Submitted to: Environmental Entomology
Publication Type: Peer reviewed journal
Publication Acceptance Date: 7/26/2006
Publication Date: 1/5/2007
Citation: Knight, A.L., Fisher, J. 2007. Increased catch of male codling moth (lepidoptera: tortricidae)in orange plastic delta-shaped traps. Environmental Entomology. 35:1597-1602. Interpretive Summary: Currently codling moth, a major pest of apple, pear, and walnuts, is monitored with traps baited with sex pheromones. Moth catches are used to decide if and when insecticide sprays should be applied. Until recently, these traps were white or cream color. More recently hand-painted green or orange traps were shown to catch more codling moth while catching fewer non-target insects, such as honeybees. Researchers at the USDA-ARS Yakima Agricultural Research Labortory and with Suterra Inc., conducted experiments to evaluate an orange colored trap. A commercial orange plastic trap was also more effective than white plastic traps in a series of field trials. Laboratory studies conducted in a flight tunnel showed that orange traps are more effective than white traps due to a higher proportion of moths contacting the trap and a higher proportion of moths flying directly inside versus landing on the outside of traps. This result will assist apple growers in detecting codling moth populations with pheramone traps.

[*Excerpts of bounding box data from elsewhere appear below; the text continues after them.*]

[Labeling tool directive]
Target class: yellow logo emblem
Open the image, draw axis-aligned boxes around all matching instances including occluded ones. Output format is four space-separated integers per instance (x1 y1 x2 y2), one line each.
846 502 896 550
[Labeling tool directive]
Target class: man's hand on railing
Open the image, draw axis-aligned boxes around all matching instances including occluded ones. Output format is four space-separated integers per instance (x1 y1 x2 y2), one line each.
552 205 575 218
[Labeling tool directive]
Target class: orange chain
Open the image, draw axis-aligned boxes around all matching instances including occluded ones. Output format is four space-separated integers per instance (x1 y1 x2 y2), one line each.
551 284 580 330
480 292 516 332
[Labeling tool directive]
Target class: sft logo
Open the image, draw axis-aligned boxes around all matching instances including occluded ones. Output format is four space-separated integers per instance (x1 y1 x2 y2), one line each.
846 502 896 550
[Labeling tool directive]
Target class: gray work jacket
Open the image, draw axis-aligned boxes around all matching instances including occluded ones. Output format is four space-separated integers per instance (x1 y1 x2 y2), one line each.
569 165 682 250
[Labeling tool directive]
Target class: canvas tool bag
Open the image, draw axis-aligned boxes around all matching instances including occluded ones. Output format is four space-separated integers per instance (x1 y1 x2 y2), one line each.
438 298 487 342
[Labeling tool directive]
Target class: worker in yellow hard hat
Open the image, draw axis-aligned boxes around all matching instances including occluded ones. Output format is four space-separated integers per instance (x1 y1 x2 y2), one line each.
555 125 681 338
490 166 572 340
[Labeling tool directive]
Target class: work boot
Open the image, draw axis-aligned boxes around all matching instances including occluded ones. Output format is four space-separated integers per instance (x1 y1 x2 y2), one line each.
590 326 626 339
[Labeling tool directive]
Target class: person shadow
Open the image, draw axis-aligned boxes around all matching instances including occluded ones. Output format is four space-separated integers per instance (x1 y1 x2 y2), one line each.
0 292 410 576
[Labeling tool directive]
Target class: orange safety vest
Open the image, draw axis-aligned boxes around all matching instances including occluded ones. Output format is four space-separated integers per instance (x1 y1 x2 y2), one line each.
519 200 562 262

Technical Abstract: Studies were conducted in apple, Malus domestica (Borkhausen), to evaluate the attractiveness of an orange plastic versus the standard white plastic delta-shaped sticky trap in capturing adult codling moth, Cydia pomonella L. Initial field tests showed that both orange and green-painted traps caught more codling moths than the unpainted white trap. An orange plastic trap caught a similar number of moths as the orange painted trap. The orange plastic trap caught significantly more moths than either a solid white plastic trap or a white plastic trap with an orange logo covering 25% of the surface of the trap. Orange traps caught a significantly higher proportion of male moths than white traps in flight tunnel tests conducted at two light levels. Catches of female codling moth in traps baited with pear ester did not differ between white and orange traps in field or flight tunnel tests. We hypothesize that this effect of trap color on the capture of male codling moth is due to both the lower overall reflectance and the absence of reflectance at wavelengths < 560 nm in orange versus white traps.